Klimaschutzministerin Leonore Gewessler stimmte dem EU-Renaturierungsgesetz zu.
APA/GEORG HOCHMUTH

Wien/Brüssel – Die ÖVP ist weiter entrüstet ob des Alleingangs von Klimaschutzministerin Leonore Gewessler (Grüne) in Sachen EU-Renaturierungsgesetz. Als Protest reisen am Freitag die fünf von der Volkspartei gestellten Energielandesräte nicht zum Treffen mit ihren Amtskollegen in Vorarlberg an. Grund dafür ist die Anwesenheit Gewesslers. Diese habe bereits in der Vergangenheit mehrfach gezeigt, dass ihr die Länderinteressen egal seien, heißt es in einer gemeinsamen Aussendung.

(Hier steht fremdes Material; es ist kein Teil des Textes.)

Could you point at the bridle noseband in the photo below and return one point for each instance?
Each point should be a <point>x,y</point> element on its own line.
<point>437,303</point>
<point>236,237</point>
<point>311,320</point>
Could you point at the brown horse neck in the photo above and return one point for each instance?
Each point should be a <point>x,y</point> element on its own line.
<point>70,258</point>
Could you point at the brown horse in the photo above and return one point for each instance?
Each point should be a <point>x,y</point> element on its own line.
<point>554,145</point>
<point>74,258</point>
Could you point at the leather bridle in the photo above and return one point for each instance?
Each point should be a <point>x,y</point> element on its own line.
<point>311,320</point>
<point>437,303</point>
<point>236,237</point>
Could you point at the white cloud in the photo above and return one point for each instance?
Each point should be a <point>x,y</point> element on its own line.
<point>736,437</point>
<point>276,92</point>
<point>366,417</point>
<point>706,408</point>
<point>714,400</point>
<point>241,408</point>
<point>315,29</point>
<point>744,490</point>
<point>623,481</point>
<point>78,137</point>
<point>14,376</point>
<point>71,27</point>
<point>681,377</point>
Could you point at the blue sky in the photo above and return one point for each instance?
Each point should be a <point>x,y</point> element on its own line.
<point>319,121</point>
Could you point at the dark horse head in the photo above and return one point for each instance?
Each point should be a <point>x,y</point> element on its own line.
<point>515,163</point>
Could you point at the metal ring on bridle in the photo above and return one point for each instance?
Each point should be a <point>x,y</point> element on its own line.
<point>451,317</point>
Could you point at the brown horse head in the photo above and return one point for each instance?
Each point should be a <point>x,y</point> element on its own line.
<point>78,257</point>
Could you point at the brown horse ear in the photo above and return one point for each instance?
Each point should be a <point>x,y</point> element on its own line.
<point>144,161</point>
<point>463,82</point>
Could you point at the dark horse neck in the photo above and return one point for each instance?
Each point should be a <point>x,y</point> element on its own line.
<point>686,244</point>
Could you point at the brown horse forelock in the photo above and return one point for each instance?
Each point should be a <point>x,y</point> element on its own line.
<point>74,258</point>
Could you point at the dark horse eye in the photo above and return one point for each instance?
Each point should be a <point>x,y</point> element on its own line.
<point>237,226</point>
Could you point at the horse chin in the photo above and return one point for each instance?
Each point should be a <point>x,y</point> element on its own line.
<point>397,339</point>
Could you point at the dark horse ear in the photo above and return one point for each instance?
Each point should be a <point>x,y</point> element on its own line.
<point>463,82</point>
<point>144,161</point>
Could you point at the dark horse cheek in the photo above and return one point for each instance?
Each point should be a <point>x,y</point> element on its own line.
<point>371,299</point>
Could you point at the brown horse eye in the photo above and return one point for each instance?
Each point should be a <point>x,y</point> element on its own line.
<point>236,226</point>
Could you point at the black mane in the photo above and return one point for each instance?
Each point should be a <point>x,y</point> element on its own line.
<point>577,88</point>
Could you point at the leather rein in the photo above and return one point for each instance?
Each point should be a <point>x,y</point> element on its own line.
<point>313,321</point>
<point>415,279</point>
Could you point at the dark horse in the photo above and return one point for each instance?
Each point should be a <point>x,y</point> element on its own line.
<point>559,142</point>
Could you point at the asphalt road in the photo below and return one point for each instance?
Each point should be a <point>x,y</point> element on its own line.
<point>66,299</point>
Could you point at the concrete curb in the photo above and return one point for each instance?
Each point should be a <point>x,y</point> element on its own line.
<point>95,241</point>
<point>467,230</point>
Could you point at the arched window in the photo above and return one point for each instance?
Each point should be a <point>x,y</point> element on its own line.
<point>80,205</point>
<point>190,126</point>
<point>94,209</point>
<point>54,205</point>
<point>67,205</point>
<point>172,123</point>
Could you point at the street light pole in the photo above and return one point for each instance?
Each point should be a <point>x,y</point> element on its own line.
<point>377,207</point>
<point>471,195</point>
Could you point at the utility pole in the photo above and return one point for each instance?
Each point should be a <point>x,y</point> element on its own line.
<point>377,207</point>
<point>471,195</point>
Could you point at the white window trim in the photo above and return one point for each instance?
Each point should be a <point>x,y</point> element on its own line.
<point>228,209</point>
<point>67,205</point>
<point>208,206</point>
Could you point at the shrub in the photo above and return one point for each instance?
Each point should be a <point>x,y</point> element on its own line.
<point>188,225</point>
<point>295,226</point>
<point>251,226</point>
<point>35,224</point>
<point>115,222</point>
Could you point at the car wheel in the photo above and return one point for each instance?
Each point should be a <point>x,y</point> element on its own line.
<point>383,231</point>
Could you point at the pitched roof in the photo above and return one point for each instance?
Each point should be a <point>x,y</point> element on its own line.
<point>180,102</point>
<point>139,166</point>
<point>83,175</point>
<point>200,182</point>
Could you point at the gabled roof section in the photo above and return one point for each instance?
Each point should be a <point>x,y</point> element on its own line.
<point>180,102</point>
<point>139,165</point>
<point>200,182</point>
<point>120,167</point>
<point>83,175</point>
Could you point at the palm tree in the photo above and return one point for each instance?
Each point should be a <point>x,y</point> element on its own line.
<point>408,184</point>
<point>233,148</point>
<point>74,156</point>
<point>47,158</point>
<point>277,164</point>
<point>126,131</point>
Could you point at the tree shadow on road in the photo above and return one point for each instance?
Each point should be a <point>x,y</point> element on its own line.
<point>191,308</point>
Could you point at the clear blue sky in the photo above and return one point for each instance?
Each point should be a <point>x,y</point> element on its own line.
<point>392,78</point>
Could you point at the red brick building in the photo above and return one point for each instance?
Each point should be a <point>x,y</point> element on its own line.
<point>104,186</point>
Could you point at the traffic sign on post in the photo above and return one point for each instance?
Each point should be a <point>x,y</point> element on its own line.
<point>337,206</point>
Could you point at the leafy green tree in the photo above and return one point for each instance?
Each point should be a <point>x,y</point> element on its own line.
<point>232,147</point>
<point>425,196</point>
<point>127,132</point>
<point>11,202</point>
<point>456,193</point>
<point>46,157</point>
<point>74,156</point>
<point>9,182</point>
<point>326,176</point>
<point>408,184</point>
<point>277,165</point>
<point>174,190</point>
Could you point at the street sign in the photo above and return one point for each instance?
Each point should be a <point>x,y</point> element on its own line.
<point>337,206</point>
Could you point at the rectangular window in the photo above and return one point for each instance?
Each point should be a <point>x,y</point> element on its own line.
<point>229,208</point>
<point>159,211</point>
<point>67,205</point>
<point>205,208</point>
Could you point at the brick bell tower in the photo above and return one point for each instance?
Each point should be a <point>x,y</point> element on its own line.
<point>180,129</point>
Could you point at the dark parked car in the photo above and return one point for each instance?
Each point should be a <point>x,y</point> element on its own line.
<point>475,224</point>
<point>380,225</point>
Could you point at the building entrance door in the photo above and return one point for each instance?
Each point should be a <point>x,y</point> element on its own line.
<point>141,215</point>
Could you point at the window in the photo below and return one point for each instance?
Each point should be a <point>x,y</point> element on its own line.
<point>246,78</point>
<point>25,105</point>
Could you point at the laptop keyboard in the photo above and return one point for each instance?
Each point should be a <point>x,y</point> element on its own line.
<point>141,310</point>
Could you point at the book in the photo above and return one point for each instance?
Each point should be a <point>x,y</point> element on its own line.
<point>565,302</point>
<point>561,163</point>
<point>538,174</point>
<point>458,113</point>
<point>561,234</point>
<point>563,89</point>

Das Fass zum Überlaufen gebracht habe nun "die verfassungs- und rechtswidrige Zustimmung" zum EU-Renaturierungsgesetz trotz einer einheitlichen ablehnenden Stellungnahme der Bundesländer. Damit sei die nötige Vertrauensbasis für die politische Energiereferent/innen-Tagung heute nicht mehr gegeben, begründen die Energie-Landesräte Markus Achleitner (Oberösterreich), Stephan Pernkopf (Niederösterreich), Josef Geisler (Tirol), Josef Schwaiger (Salzburg) und Sebastian Schuschnig (Kärnten) ihre Absage. Die Vielzahl an offenen Gesetzesmaterien auf Bundesebene im Energiebereich belege ebenfalls, dass Gewessler nicht kompromissfähig sei, weil sie Ideologie über alle anderen Interessen und sogar über das Recht stelle, so die Landesräte weiters.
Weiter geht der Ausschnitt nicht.